Music » Soundbites




To create truly intelligent rock music, music that pops out of speakers with a tenacity and a focus while playing with the frame in which it is placed, is a heroic feat indeed. Braid is one band capable of doing that. Taking hardcore, post-punk, pop, and a pinch of metal, Braid toured the country for six years playing its carefully handcrafted blend of the aforementioned influences for anyone who would listen. After calling it quits in late 1999, the band decided to assemble the grocery-cart's worth of compilation/7-inch tracks it had released into the digital form, and Movie Music is the result.

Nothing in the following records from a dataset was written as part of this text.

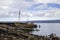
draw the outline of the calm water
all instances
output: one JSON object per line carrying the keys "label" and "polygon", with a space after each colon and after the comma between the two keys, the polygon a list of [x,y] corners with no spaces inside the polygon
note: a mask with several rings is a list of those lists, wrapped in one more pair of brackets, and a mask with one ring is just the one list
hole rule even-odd
{"label": "calm water", "polygon": [[56,34],[60,37],[60,23],[35,23],[41,27],[37,27],[40,31],[34,31],[32,34],[35,35],[49,35],[51,33]]}

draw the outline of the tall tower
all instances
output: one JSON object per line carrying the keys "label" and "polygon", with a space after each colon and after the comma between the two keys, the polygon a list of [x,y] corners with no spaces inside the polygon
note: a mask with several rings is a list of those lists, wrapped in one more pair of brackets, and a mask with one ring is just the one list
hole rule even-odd
{"label": "tall tower", "polygon": [[18,14],[18,21],[20,22],[20,10],[19,10],[19,14]]}

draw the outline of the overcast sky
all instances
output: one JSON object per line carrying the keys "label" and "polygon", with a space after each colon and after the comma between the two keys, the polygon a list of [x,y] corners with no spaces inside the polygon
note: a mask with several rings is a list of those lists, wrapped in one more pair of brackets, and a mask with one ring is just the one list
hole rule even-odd
{"label": "overcast sky", "polygon": [[60,0],[0,0],[0,21],[60,20]]}

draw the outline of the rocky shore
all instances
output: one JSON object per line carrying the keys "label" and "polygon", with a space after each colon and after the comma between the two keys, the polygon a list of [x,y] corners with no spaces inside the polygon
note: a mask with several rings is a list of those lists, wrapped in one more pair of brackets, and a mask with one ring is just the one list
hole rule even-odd
{"label": "rocky shore", "polygon": [[37,31],[33,27],[0,25],[0,40],[60,40],[56,34],[38,36],[30,34]]}

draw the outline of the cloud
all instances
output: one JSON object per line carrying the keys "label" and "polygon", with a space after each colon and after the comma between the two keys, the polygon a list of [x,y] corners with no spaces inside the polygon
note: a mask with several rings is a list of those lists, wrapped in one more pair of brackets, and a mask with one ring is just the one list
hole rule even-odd
{"label": "cloud", "polygon": [[60,0],[35,0],[37,3],[58,3],[60,4]]}
{"label": "cloud", "polygon": [[[59,0],[0,0],[0,18],[18,18],[21,20],[60,19]],[[2,19],[3,20],[3,19]]]}

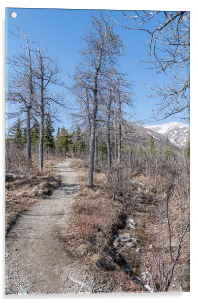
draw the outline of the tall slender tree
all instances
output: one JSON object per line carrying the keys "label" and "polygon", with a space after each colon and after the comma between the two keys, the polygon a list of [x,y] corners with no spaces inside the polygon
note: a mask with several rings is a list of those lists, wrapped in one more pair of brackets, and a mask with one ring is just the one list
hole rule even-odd
{"label": "tall slender tree", "polygon": [[90,29],[84,37],[85,47],[81,51],[82,61],[76,68],[73,78],[75,87],[83,88],[87,92],[91,122],[87,185],[93,186],[96,133],[99,105],[99,94],[108,70],[112,68],[117,58],[123,53],[120,37],[113,33],[109,20],[102,15],[92,17]]}

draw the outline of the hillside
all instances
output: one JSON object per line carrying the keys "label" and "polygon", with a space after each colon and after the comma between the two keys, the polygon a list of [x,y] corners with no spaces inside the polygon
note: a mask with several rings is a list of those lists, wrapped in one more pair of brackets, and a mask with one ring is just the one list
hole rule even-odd
{"label": "hillside", "polygon": [[[165,146],[166,137],[159,133],[154,129],[146,128],[132,123],[126,122],[123,126],[123,141],[127,145],[132,146],[148,147],[151,136],[152,136],[156,146]],[[123,142],[123,143],[124,143]],[[172,146],[171,141],[168,145]],[[178,146],[173,146],[174,149],[179,150]]]}
{"label": "hillside", "polygon": [[190,126],[184,123],[170,122],[158,125],[145,125],[145,128],[162,135],[164,138],[167,138],[174,145],[183,149],[186,146],[190,136]]}

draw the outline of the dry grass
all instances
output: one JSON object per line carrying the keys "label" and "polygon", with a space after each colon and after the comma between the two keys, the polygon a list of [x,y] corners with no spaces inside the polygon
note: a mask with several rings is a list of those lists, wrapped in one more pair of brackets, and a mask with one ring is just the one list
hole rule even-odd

What may seem a bit self-indulgent to naysayers is actually well worth praise. Braid's sound is distinct and fresh (but will definitely be copped by more than a few bands in the next five to 10 years) while retaining a sense of familiarity. Put in chronological order, a great deal of the enjoyment of Movie Music is the opportunity to watch Braid grow from its origins, writing dense, tightly wired, hardcore-ish songs full of sweaty, desperate screams into a much more melodic state that still packs every bit of the original complicity into a much more composed package. Bob Nanna's vocals are the centerpiece of every song; from almost annoying head-cold congestion to a beautifully broken scream, the poetry of his lyrics sit atop a bed of stunning guitar interplay and an unpredictable but amazing rhythm section make for some shining moments of clarity and dim despair.

On songs such as "What a Wonderful Puzzle," Braid showcases its melodic jones alongside a tendency to completely fill a space with a winding guitar part. The jarring but soothing changes of "First Day Back" and "Forever Got Shorter" mixed with the intimate diary writings of Nanna's lyrics are enough to put a smile on your face but still wring your heart dry. Throw into the fray some amusing covers (Billy Joel, The Smiths, Pixies, and Burt Bacharach) and you've got a complete collection of diverse recordings of a sincere, genuine band that, if nothing else, stayed hungry, challenging itself to write the most expressive, complex songs it could. Movie Music is the fantastic result of endless hours spent in a cramped van on the highways of the U.S., playing in front of anyone who would listen. Cinematic indeed.